The United States is not among them. Although Thomas Jefferson showed interest in the system when he was Secretary of State in the1790s, nothing has changed. According to Ken Alder, a professor of history at Northwestern University, Americans may just have the idea of standardizing something on a global scale. "When people see it as a global long-distance force that produces unity, I understand that when people hate it, it is completely reasonable to want local control," he told Life Science. "This can also be a stand against super-rationality and France."
In addition, the British industrial revolution began to gain a foothold in the United States in the 1800 s, and most manufacturers used inches, pounds and all other familiar British units to calibrate machines and measure products. As the Encyclopedia Britannica explains, it is laborious and expensive to switch to metric system. Whenever Congress proposes, business owners and citizens will quickly shut it down. Two centuries later, the same problem continues to prevent the United States from adopting the metric system.

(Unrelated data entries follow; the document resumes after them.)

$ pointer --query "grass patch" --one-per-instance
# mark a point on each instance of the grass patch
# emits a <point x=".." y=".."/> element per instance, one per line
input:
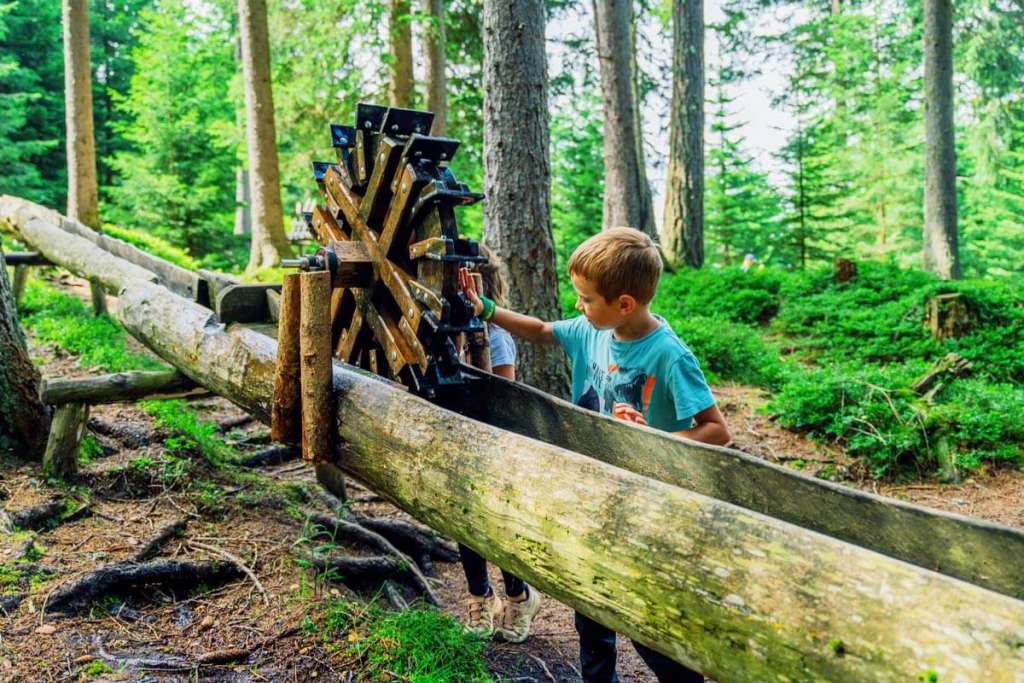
<point x="420" y="645"/>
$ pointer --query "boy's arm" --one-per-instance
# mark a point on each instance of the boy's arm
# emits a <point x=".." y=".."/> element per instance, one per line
<point x="531" y="329"/>
<point x="709" y="427"/>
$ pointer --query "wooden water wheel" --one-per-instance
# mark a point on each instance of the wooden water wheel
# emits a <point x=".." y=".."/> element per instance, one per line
<point x="389" y="239"/>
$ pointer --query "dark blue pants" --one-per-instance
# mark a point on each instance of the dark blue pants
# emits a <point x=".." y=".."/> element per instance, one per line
<point x="476" y="574"/>
<point x="597" y="656"/>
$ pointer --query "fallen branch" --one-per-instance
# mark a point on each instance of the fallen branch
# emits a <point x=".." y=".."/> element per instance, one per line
<point x="337" y="526"/>
<point x="163" y="535"/>
<point x="238" y="562"/>
<point x="275" y="455"/>
<point x="116" y="388"/>
<point x="126" y="575"/>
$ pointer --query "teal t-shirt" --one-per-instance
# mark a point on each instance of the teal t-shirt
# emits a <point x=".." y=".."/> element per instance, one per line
<point x="656" y="375"/>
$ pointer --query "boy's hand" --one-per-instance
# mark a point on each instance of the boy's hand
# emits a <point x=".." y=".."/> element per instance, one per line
<point x="628" y="413"/>
<point x="469" y="289"/>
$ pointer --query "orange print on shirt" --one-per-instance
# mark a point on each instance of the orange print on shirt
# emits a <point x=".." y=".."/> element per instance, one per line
<point x="647" y="389"/>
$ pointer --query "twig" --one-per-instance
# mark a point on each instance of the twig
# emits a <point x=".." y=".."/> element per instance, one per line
<point x="238" y="562"/>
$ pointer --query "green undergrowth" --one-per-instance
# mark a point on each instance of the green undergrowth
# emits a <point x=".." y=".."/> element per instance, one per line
<point x="840" y="358"/>
<point x="419" y="644"/>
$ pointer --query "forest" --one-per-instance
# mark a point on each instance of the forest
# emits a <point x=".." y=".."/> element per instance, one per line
<point x="837" y="190"/>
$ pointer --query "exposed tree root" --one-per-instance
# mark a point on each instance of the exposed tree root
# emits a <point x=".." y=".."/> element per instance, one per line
<point x="233" y="423"/>
<point x="128" y="434"/>
<point x="353" y="531"/>
<point x="164" y="534"/>
<point x="37" y="516"/>
<point x="124" y="577"/>
<point x="275" y="455"/>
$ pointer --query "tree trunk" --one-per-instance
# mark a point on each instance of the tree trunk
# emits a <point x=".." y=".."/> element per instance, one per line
<point x="941" y="253"/>
<point x="436" y="62"/>
<point x="627" y="194"/>
<point x="243" y="217"/>
<point x="83" y="195"/>
<point x="399" y="90"/>
<point x="24" y="419"/>
<point x="517" y="174"/>
<point x="269" y="244"/>
<point x="737" y="595"/>
<point x="683" y="228"/>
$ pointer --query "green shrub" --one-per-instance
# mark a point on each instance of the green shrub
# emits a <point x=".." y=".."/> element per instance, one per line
<point x="64" y="321"/>
<point x="153" y="245"/>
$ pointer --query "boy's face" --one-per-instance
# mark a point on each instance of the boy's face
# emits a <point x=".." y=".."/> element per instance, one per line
<point x="603" y="314"/>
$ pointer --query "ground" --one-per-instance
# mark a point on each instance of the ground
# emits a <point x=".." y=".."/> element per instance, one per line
<point x="269" y="625"/>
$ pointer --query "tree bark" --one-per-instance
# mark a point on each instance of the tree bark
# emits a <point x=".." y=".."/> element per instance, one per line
<point x="24" y="419"/>
<point x="60" y="458"/>
<point x="627" y="194"/>
<point x="83" y="194"/>
<point x="517" y="174"/>
<point x="269" y="244"/>
<point x="436" y="63"/>
<point x="683" y="227"/>
<point x="116" y="388"/>
<point x="941" y="251"/>
<point x="399" y="89"/>
<point x="735" y="594"/>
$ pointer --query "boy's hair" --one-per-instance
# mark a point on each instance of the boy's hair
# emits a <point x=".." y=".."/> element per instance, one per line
<point x="494" y="281"/>
<point x="620" y="260"/>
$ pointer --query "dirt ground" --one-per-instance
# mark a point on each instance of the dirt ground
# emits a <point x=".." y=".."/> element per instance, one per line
<point x="253" y="623"/>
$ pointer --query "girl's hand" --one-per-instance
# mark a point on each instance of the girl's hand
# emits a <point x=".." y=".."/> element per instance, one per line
<point x="469" y="289"/>
<point x="628" y="413"/>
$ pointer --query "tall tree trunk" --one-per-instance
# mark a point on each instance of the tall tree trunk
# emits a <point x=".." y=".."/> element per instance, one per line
<point x="683" y="228"/>
<point x="24" y="420"/>
<point x="517" y="173"/>
<point x="399" y="89"/>
<point x="627" y="195"/>
<point x="941" y="253"/>
<point x="83" y="194"/>
<point x="269" y="244"/>
<point x="436" y="62"/>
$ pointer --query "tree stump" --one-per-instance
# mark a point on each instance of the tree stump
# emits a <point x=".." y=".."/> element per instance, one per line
<point x="845" y="269"/>
<point x="60" y="459"/>
<point x="948" y="315"/>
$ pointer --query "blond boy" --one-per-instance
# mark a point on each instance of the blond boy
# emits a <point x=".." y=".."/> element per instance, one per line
<point x="628" y="363"/>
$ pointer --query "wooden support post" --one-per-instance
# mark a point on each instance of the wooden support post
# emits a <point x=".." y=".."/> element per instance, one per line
<point x="315" y="367"/>
<point x="20" y="279"/>
<point x="285" y="415"/>
<point x="60" y="459"/>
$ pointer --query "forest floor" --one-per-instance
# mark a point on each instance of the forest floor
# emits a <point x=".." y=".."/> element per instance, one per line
<point x="276" y="624"/>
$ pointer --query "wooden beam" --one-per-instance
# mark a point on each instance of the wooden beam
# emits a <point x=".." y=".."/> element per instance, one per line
<point x="116" y="388"/>
<point x="735" y="594"/>
<point x="26" y="258"/>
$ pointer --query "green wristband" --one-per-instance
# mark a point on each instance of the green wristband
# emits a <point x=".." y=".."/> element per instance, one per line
<point x="488" y="308"/>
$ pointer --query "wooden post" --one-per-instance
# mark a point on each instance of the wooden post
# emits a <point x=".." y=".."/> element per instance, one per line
<point x="286" y="416"/>
<point x="315" y="367"/>
<point x="20" y="278"/>
<point x="60" y="459"/>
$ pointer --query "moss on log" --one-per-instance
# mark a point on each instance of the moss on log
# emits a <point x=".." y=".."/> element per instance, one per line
<point x="735" y="594"/>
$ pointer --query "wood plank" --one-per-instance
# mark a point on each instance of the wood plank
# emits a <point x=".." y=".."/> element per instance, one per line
<point x="975" y="551"/>
<point x="244" y="303"/>
<point x="735" y="594"/>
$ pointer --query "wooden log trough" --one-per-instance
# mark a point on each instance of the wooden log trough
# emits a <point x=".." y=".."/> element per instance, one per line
<point x="736" y="594"/>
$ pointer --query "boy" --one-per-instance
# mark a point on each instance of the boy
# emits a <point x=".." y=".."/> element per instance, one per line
<point x="627" y="363"/>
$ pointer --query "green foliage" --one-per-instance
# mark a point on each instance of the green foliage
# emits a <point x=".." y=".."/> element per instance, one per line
<point x="177" y="177"/>
<point x="421" y="645"/>
<point x="153" y="245"/>
<point x="189" y="434"/>
<point x="61" y="319"/>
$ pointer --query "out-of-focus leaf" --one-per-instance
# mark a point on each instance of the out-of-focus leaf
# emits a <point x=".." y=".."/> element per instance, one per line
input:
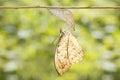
<point x="64" y="15"/>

This is not to say that we haven't tried. 1975, Congress passed the metric conversion law to encourage enterprises to transition to metric units of measurement. Since it is not mandatory-English units will still be accepted-it has hardly changed the status quo. In the second half of that decade, President Jimmy Carter took the lead in launching a movement to change the miles on road signs into kilometers, but this movement did not last.
Alder pointed out that France was able to implement a new system, probably because the country was in a state of complete turmoil at that time, and many other old processes were also changing. When Britain finally switched to metric system in A.D. 1970, it was also undergoing a large-scale political reform. Because the United States has been relatively static since the constitution was formed, we have no similar opportunities.